Tuesday, January 4, 2011

Slide and Sick Day

So, a million years ago, my family went to go visit my cousin.  ...I think it was my cousin.  I honestly don't remember anymore.  I remember that there was a lot of land and giant rolls of what I think must have been hay.  I also remember my parents assumption that I should be very excited about these giant rolls of hay.  ...I was less than enthused. 

However, there was a little swing-set, complete with a slide.  I hurried up to the top of that slide, content and sure that this slide was going to lead me to pure joy.  After all, I was a child and this was a fuckin' SLIDE!  WOOO!

I got to the top, excited and thrilled that I had scaled such a structure.  Little me said, "YAY!"

This was about when I realized that I was afraid of heights.  If I had had the ability to say anything or make any more noises beyond suddenly terrified sobs, I would have said, "Shit".

I begged my parents to help me down.  It's not like they had wandered off.  They hadn't.  My parents were RIGHT THERE, watching me, right by my bits of extended family.  I was humiliated.  I was too scared to be aware of just how embarrassed I was at the time, so instead I decided that it was time to forsake all dignity and let my parents know that I would not be coming down the easy way.

My parents refused to help me down and instead took a photo of me crying and screaming because it was cute.  (I have since asked my mom to find this picture.  She remembers taking it, but it seems to have been lost to time.)
   ...They helped me down eventually, as I am not still on that slide to this day.  Otherwise, I would be "Rowyn, Queen of the Slide People". 
I'd have a castle.

If my mother ever finds that picture, I'll post it here.

Sick Day
I used to get sick.  A lot.  In fact, through out middle school and high school, I was usually sick.  I'm not really sure how I managed to graduate, since most of my time was spent at home or in the nurses office.  I guess the logic was, "well, she's going to art school.  It won't matter how she does here."

Way back in those days, cell phones weren't handed out to kids like candy on Halloween.  As such, we had pay phones in a few of the hallways. 

One day, while I was home in bed, wondering what terrible thing had decided to lay eggs in my stomach, (seriously, I'd make up HORRIBLE stories in my head as to why I was ill) I received a call from a close friend.  I don't remember how old we were, but it was definitely during high school. 

I remember my mother handing me the phone.  Groggy, I asked, "hello?"

On the other line was my hysterical and terrified friend with only, "HOW DO YOU SPELL OF???"

I blinked a few times, trying to process what I had just been asked.  After all, the girl on the other end of the line was brilliant.  She was probably going to be a doctor or a lawyer or something.  She didn't actually wind up either of those, but either way, "of" should not have been a big deal.

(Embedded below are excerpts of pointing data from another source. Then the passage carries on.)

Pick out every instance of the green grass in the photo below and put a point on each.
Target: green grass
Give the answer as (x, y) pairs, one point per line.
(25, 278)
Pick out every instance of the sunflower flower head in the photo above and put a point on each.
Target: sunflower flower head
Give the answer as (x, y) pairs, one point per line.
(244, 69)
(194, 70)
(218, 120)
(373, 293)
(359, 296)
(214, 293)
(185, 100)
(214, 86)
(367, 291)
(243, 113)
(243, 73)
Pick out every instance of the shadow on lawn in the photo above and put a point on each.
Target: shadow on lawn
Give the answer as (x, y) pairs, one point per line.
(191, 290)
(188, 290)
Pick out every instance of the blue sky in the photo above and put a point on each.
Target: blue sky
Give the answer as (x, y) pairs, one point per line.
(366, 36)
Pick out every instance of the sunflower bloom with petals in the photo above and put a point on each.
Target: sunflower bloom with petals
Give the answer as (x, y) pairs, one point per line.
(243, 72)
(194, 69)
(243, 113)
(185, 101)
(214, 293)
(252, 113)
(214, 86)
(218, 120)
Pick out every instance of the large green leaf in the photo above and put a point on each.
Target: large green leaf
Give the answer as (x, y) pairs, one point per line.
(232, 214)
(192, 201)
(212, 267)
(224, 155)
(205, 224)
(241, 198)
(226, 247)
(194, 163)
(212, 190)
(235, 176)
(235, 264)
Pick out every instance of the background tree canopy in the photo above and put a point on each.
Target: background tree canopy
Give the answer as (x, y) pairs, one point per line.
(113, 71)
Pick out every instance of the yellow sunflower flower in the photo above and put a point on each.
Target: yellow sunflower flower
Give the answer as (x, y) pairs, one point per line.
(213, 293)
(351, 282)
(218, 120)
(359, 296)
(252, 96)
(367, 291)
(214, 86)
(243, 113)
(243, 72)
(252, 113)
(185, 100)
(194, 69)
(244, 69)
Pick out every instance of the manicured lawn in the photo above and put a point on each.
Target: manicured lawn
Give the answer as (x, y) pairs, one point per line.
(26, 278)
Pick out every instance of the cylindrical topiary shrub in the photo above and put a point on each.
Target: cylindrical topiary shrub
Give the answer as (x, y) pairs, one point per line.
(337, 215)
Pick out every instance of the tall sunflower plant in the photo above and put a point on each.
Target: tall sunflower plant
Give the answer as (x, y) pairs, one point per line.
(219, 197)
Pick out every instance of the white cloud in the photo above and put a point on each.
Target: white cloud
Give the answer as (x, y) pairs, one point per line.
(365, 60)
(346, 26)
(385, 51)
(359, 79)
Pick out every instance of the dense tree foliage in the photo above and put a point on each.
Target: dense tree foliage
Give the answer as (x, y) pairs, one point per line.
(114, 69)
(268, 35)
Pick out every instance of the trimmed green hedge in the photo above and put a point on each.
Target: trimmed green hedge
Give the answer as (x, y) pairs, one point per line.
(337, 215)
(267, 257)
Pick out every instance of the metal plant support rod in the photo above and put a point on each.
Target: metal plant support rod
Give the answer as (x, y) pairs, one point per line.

Finally, I answered, "you mean...  O.  F.?"

"YES!"  She hung up.  Later, I learned that she had second guessed herself into wondering if "of" was spelled "ov" or "ove" or "uhve"  ...It got complicated. 

Many people have had the experience of (ha, "of") thinking or saying a word so many times, that the word loses it's meaning or just no longer sounds right.  This is essentially what she had done.  Rather than consult a teacher or another student and possibly face ridicule, I suppose it was only natural that she call her half-dying friend.  I was so drugged up and mostly incoherent that it may have been safe to assume that I would not remember this incident the next day.  Well, I remembered.  ...and then I wrote a blog about it.